Il folk di protesta di “Il cielo blu” e quello di derivazione Capossela di “Quando”, la fiacca hit “Dove vai” e le ballate “Irene” (orchestrale), “Come ti vorrei” (gotica) e “La luce delle stelle” (percussiva) sono così tutte variazioni che cercano di camuffare la sua limitata scrittura e la sua limitata capacità interpretativa, che invece ricade sempre nel poetare autoferenziale.
Solo grazie a due imitazioni Capovilla riesce ad addentrarsi nell’inferno metropolitano: l’incubo Nick Cave-iano della title track, per pianoforte selvaggio e soundscape industriale, e il paludoso incubo dissonante Tom Waits-iano di “Invitami”. Altre due scheletriche, ipnotiche odi da camera come “Arrivederci” e “Ottantadue ore” rendono poi ridicolo il massimalismo da crooner di Broadway che ammorba “Bucarest”.

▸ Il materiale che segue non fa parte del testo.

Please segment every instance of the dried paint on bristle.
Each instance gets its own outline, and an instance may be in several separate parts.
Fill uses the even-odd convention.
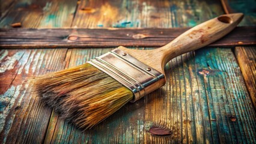
[[[34,92],[64,118],[91,128],[132,100],[132,92],[97,68],[85,64],[34,80]]]

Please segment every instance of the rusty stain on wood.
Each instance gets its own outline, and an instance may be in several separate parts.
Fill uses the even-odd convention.
[[[11,27],[13,28],[19,28],[22,26],[21,23],[11,23]]]

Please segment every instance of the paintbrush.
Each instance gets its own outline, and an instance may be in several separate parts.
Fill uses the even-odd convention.
[[[159,49],[120,46],[85,64],[35,78],[34,91],[64,118],[79,128],[91,128],[127,102],[163,86],[166,62],[221,38],[242,17],[242,13],[221,15]]]

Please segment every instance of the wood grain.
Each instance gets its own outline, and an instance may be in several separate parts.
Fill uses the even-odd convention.
[[[155,50],[134,50],[122,46],[118,49],[164,74],[163,68],[168,62],[177,56],[205,47],[223,37],[236,27],[243,16],[242,13],[221,15],[193,27],[173,41]],[[164,84],[161,83],[160,85],[162,86]]]
[[[0,47],[161,47],[188,29],[0,29]],[[255,40],[255,26],[237,27],[208,46],[249,46],[256,44]]]
[[[8,13],[1,19],[0,28],[10,28],[12,23],[19,22],[22,28],[70,27],[77,5],[76,0],[24,0],[12,2]]]
[[[69,26],[76,7],[76,1],[4,2],[11,4],[2,15],[1,28],[11,28],[11,24],[16,22],[20,22],[22,28]],[[2,4],[1,1],[1,7]],[[67,51],[67,49],[1,50],[1,143],[43,142],[52,110],[33,97],[32,85],[27,80],[34,76],[63,69],[65,58],[68,59]]]
[[[82,1],[80,4],[83,5],[79,7],[85,6],[85,11],[93,11],[88,8],[94,8],[93,5],[109,6],[91,14],[78,11],[73,28],[191,27],[224,13],[218,1]],[[117,10],[112,11],[113,7]],[[109,13],[103,16],[105,11]],[[113,16],[109,11],[118,14]],[[18,19],[19,14],[16,14]],[[20,14],[29,16],[29,12]],[[8,27],[9,23],[16,22],[8,22],[13,16],[6,16],[0,21],[1,25]],[[56,26],[66,25],[62,19],[67,19],[67,15],[62,16],[65,17],[61,20],[53,20]],[[33,19],[33,23],[23,21],[23,25],[37,28],[49,24],[41,19]],[[4,72],[0,79],[0,101],[4,106],[0,107],[0,124],[4,125],[0,127],[0,143],[256,142],[255,113],[230,48],[201,49],[175,58],[165,67],[166,85],[137,103],[126,104],[85,131],[42,106],[32,97],[32,86],[24,84],[32,76],[83,64],[112,49],[1,50],[0,70]],[[171,134],[156,136],[150,130],[157,128]]]
[[[256,4],[255,1],[222,1],[224,7],[227,7],[226,13],[242,12],[245,13],[245,19],[240,25],[254,26],[256,25],[255,8],[252,5]],[[241,68],[242,73],[247,86],[251,99],[254,109],[256,110],[256,89],[255,89],[255,65],[256,55],[252,47],[236,47],[235,53],[237,60]]]
[[[252,105],[256,109],[256,49],[255,47],[236,47],[235,54]]]

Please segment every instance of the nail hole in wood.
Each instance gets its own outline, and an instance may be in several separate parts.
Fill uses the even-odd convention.
[[[228,16],[220,16],[218,17],[218,20],[220,22],[225,23],[232,23],[232,19]]]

Co-scritto con Paki Zennaro, prodotto da Taketo Gohara e dal fido Giulio Favero, è - sulla carta - il punto d’approdo del suo stile, dello stile maledettista italiano, intriso di sconsolata poesia crepuscolare post-recessione. Troppo spesso sopra le righe in molti sensi. La quantità di riferimenti, anche testuali, come la solenne dedica a Zanzotto, e di sottogeneri pop, fa una certa impressione, ma la sua monotonia non giustifica tanto generoso eclettismo. La traccia migliore è rimasta fuori: “Un sogno a colori” (solo streaming). Nello stesso filone la vera originalità è del ben più umile Fabrizio Testa. Co-edito da Virgin Italia.